How long until you’ll notice anything?
Depends entirely on what you’re using it for.
Lymphoedema patients on CDT
Post-op patients
General puffiness
Stop without guilt
What this routine does NOT replace
- A GP visit for new persistent swelling. Always step one.
- Compression sleeves or bandaging if you’re under lymphoedema care. Compression is the load-bearing component of treatment, not the SLD.
- Real MLD by an MLDUK-registered therapist for active disease. Self-care maintains. Clinic sessions treat.
- A daily walk. The 10-minute routine complements movement; it doesn’t substitute for it.
- The boring foundations — water, sleep, lower salt intake. UK average salt is around 8.4g a day; the NHS target is under 6g. Cutting salt usually does more for end-of-day puffiness than any massage.
Where it fits in your day
First thing in the morning before dressing and putting on compression, or evening to decongest after a static day.
A 30-minute walk most days; 6 to 8 hours of sleep; 1.5 to 2 litres of water; less salt.
2 to 3 minutes of dry body-brushing before a shower (modest skin and superficial circulation benefit, not deep lymph effect); 5 minutes on a mini-trampoline if you own one (the lymph benefit is mostly because it’s exercise, but it’s effective movement so do it).
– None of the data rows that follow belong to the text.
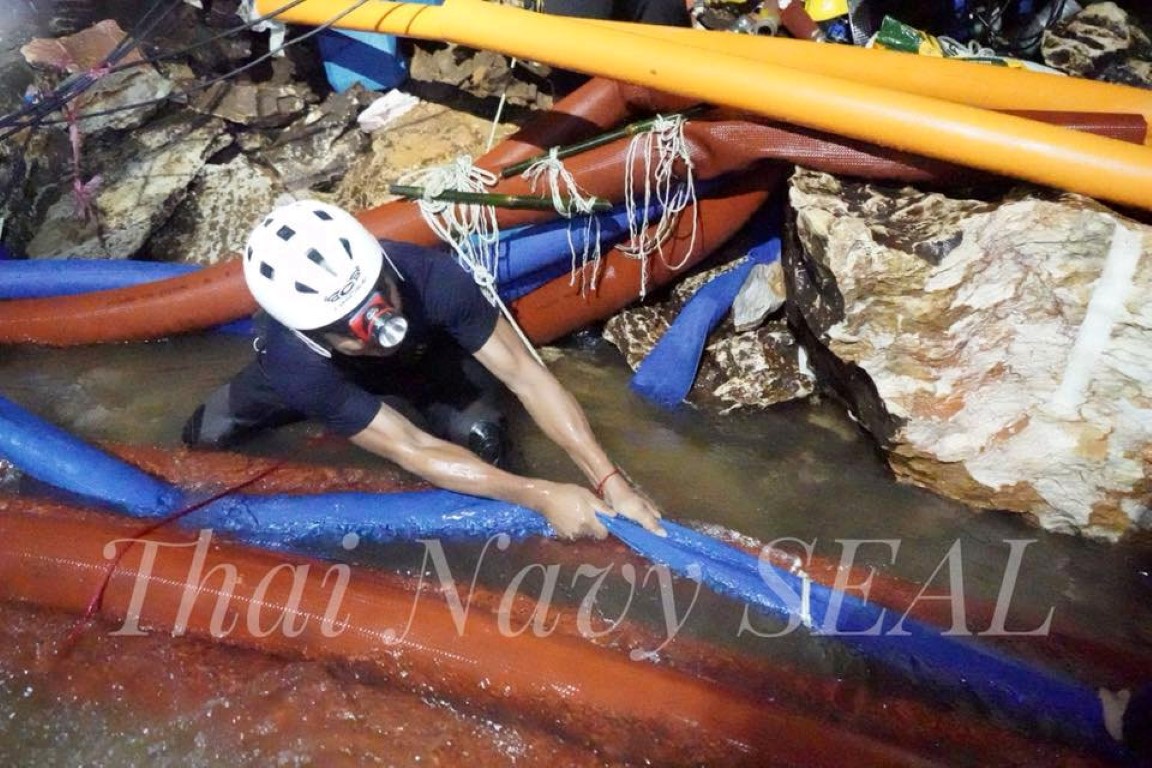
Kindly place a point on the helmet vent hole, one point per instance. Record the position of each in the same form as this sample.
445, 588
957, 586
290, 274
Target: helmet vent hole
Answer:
318, 259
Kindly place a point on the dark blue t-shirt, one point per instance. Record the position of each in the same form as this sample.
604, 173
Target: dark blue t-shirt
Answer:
442, 306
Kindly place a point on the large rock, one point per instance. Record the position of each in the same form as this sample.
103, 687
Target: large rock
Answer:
1101, 42
755, 367
143, 180
115, 99
213, 221
1000, 352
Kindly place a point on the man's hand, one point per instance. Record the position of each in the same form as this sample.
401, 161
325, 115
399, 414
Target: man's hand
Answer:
626, 500
571, 511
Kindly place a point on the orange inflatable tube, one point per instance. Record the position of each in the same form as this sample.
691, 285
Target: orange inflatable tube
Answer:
998, 143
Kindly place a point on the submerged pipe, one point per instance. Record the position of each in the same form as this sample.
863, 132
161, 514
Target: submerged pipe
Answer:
289, 606
1028, 694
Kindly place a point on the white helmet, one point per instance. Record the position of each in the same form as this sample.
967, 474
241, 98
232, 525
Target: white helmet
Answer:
309, 264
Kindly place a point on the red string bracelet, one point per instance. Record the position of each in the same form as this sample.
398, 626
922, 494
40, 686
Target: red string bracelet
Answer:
599, 486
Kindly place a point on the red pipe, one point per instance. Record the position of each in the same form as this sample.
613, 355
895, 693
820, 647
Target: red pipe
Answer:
218, 294
894, 717
55, 556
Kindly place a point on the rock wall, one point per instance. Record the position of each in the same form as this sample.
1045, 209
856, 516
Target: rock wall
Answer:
1006, 348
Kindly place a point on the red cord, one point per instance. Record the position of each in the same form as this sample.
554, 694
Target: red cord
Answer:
95, 603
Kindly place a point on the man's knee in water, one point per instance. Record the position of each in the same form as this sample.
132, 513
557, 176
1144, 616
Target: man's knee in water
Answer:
211, 425
487, 440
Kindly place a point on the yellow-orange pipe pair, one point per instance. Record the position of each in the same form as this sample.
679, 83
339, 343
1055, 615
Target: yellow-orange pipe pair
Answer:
953, 80
1003, 144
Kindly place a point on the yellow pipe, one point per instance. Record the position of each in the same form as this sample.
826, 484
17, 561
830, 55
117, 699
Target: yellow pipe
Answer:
1091, 165
952, 80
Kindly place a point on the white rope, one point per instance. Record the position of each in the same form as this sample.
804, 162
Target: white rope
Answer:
470, 230
666, 143
500, 106
569, 200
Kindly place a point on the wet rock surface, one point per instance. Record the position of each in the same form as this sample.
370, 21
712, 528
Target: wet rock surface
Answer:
222, 136
1103, 42
1009, 369
756, 367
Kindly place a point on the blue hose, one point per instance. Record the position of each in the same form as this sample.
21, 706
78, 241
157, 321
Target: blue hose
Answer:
43, 278
302, 523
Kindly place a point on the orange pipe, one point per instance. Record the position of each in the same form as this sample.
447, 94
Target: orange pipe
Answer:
895, 720
55, 556
953, 80
560, 305
154, 310
1003, 144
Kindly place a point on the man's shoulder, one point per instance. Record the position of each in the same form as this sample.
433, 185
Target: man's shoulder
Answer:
430, 270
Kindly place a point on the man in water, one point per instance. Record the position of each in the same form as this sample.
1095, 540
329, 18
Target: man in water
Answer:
394, 347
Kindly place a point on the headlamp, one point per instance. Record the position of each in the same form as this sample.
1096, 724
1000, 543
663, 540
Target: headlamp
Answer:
378, 321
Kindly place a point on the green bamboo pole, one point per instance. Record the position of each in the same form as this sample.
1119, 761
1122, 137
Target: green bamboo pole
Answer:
631, 129
491, 198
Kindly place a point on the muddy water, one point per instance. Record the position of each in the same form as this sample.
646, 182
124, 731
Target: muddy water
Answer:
801, 471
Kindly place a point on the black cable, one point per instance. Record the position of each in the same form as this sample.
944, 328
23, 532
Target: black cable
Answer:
76, 84
35, 115
207, 84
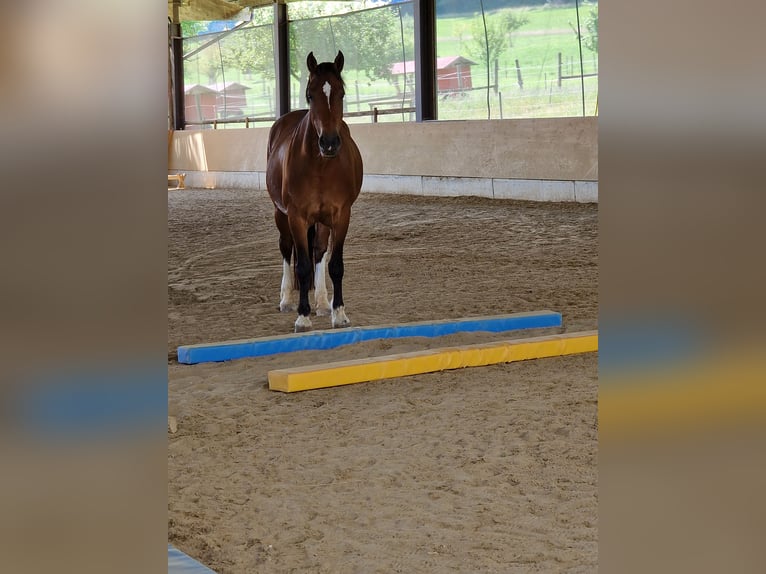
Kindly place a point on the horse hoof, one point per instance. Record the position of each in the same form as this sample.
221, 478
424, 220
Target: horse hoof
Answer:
339, 318
302, 324
323, 311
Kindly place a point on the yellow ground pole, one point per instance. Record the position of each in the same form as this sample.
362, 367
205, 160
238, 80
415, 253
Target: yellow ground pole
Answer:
429, 361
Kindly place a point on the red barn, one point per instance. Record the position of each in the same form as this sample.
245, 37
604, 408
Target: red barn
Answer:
453, 74
200, 103
232, 100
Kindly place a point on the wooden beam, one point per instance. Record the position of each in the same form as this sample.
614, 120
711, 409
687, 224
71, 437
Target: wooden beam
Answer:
281, 59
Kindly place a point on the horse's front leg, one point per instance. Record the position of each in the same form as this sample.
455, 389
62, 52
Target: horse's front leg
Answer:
340, 227
321, 302
303, 272
287, 291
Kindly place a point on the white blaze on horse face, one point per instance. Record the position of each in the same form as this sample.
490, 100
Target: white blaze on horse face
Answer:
327, 89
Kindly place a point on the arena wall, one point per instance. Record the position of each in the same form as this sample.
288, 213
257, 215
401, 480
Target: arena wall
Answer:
547, 159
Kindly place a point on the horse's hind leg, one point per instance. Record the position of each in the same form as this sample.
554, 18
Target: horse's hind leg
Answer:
288, 294
339, 317
321, 302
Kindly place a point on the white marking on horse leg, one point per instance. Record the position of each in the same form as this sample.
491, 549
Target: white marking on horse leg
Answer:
287, 294
321, 302
339, 318
302, 323
327, 89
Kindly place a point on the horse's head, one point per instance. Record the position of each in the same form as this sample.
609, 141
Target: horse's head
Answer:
324, 94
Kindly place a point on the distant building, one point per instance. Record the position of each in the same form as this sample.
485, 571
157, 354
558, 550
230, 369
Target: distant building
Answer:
215, 101
453, 74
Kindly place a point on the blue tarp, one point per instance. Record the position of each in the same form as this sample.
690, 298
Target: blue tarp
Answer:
320, 340
180, 563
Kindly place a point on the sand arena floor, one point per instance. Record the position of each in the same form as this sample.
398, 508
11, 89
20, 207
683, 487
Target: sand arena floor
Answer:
479, 470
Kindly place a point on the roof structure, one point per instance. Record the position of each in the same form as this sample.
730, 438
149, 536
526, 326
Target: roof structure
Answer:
408, 67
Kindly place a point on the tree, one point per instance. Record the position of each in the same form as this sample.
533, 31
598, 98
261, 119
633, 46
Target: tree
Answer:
513, 21
590, 39
370, 41
487, 49
591, 25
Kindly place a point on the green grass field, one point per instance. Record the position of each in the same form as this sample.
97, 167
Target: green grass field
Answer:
536, 46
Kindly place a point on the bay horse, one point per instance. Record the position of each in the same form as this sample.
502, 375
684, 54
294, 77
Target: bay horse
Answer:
313, 176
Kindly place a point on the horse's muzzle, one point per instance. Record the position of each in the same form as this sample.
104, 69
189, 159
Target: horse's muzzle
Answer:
329, 145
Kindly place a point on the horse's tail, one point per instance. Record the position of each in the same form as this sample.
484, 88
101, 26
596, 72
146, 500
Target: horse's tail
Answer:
312, 231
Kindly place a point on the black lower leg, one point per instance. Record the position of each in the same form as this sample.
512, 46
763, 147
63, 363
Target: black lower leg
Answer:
335, 268
303, 271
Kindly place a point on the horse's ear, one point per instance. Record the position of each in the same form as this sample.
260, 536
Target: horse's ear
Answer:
311, 62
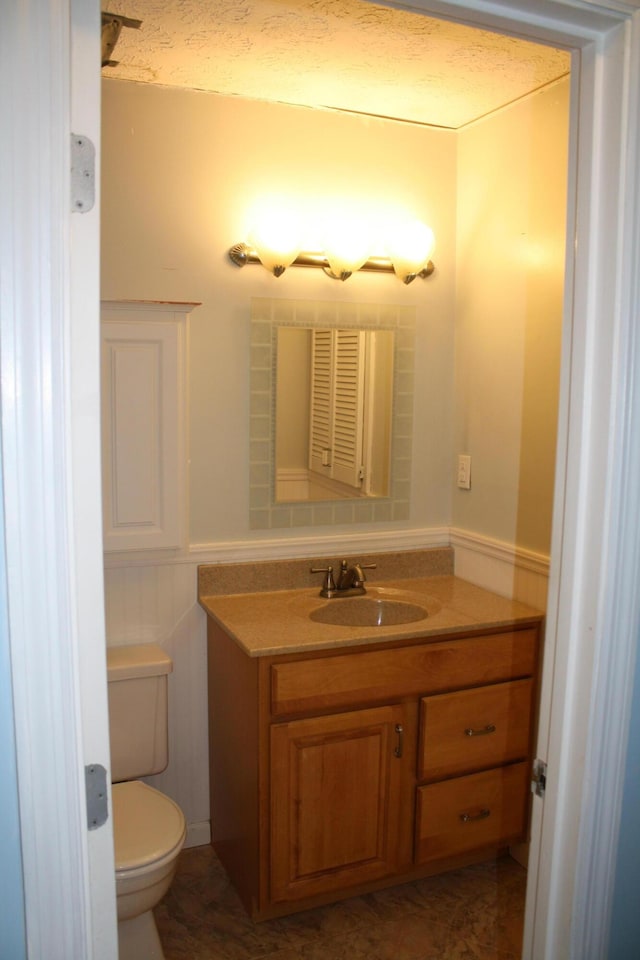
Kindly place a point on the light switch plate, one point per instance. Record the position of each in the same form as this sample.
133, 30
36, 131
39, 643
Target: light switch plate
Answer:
464, 471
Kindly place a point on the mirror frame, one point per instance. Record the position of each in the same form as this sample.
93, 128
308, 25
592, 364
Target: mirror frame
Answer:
266, 316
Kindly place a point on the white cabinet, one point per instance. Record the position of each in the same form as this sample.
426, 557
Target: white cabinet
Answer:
144, 442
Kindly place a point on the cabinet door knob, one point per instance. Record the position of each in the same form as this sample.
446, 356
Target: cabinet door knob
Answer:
400, 744
490, 728
470, 817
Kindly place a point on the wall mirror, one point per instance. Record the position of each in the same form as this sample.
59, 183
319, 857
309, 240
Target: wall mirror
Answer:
331, 415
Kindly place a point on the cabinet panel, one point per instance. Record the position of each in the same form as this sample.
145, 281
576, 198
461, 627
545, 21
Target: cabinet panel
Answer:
474, 729
468, 813
357, 678
143, 424
336, 801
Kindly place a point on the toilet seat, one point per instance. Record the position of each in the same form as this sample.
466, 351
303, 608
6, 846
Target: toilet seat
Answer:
148, 827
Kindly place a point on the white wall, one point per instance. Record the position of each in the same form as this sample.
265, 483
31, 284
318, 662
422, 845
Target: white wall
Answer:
512, 186
180, 172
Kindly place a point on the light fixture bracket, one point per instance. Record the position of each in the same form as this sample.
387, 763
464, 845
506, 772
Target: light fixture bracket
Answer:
242, 254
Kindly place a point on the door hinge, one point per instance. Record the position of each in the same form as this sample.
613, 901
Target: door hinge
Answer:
83, 173
95, 778
539, 778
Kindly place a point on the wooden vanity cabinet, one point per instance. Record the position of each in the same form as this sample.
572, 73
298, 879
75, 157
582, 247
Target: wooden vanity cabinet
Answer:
339, 811
338, 771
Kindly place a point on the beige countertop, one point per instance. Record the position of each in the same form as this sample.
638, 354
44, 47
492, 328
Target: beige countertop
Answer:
277, 621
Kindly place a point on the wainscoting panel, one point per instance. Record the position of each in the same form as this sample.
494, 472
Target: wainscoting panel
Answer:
502, 568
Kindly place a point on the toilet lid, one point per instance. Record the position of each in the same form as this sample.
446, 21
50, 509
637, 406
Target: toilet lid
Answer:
146, 824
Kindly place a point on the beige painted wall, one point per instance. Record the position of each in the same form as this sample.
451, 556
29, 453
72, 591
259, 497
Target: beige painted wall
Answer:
181, 171
512, 183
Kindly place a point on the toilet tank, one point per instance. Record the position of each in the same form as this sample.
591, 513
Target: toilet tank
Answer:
138, 721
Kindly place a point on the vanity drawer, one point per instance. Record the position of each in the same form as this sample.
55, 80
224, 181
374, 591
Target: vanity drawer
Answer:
468, 813
354, 679
474, 729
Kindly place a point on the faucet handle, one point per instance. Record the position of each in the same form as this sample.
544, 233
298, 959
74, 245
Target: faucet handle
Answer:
329, 585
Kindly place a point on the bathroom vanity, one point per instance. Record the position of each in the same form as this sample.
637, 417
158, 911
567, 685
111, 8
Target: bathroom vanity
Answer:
344, 757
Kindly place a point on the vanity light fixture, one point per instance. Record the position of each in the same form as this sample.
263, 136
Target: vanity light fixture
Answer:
409, 250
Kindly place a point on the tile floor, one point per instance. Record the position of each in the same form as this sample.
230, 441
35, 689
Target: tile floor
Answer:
470, 914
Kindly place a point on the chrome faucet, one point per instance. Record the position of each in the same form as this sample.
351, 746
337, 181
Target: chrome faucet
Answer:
351, 579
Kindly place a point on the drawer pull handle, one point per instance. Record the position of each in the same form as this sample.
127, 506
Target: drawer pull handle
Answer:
470, 818
490, 728
400, 745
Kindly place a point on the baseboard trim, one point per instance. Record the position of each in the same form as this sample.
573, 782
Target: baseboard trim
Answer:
198, 834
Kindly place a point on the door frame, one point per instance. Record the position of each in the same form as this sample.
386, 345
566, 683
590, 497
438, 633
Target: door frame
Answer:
50, 421
49, 333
Frequently Asked Questions
10 minutes a day. 14 days. Then decide.
Honest version: most people reading this don’t need this routine. The healthy human lymphatic system runs itself perfectly well on the back of a daily walk, decent sleep, water, and a low-salt diet. But if you have lymphoedema, you’re recovering from surgery, you’ve come off a long flight, or you simply want the legitimate evidence-aligned alternative to a £200 spa “lymphatic drainage” facial, the 10 minutes above is the version I teach in clinic. Try it daily for 14 days. If you’ve noticed nothing by the end of the fortnight, it isn’t a problem you needed to solve, and you can drop it without ceremony. If you have noticed a difference, your body has just told you what it needed.